Imagino que boa parte das pessoas que conheço jamais pense “politicamente” quando joga um game. Eu mesmo, quando estou “fora do serviço”, fico mais interessado na ideia do escapismo e em não pensar muito profundamente — a não ser que o produto exija que eu pense e reflita na hora, o que raramente é o caso. Então, não estou dizendo que você seja obrigado a ser politizado para jogar, nem que precise procurar mensagens em todo jogo que encontrar pela frente. A questão é reconhecer que, no fundo, todos os games existem por causa de certas escolhas políticas. Você pode pensar diferente delas, optar por ignorá-las enquanto joga ou interpretá-las como bem entender.

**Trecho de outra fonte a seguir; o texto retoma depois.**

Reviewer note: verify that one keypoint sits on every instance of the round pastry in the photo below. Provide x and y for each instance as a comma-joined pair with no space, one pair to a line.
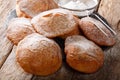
18,28
89,28
30,8
39,55
83,55
55,23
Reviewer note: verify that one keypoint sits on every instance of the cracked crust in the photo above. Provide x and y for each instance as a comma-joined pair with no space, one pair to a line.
39,55
18,28
83,55
88,27
30,8
55,23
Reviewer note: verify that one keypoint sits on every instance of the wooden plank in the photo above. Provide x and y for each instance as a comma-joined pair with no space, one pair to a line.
11,70
5,7
110,9
5,44
65,73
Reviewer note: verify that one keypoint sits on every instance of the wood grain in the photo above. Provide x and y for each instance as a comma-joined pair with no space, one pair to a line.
11,70
110,9
65,73
5,7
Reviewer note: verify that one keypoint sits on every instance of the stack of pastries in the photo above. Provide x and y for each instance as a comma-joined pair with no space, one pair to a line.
34,30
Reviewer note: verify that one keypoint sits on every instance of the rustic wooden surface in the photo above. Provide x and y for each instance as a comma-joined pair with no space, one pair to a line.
10,70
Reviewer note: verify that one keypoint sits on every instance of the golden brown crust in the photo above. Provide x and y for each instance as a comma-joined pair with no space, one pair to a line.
18,28
83,55
39,55
30,8
93,33
55,23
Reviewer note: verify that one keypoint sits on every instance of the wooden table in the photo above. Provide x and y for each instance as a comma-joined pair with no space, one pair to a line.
10,70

Mas deve ter a consciência de que, quando mergulha em uma experiência digital, está experimentando (e talvez absorvendo) uma cartilha de crenças, intenções e pontos de vista sobre o mundo.

Mesmo diante de opiniões contrárias, os games devem insistir em tratar dos assuntos complexos que muitos não compreendem ou aceitam, seja para incitar debates como para gerar reflexões transformadoras. Contrariando as vontades dos tradicionalistas, o mundo vai continuar a mudar e evoluir, e é bom que os nossos jogos consigam acompanhar esse fluxo. Então, deixe de lado essa velha crença de que videogames não deveriam ser políticos. Porque só o fato de você ainda pensar assim já é um ótimo motivo para que sejam.

Texto originalmente publicado no IGN Brasil em 8 de junho de 2020.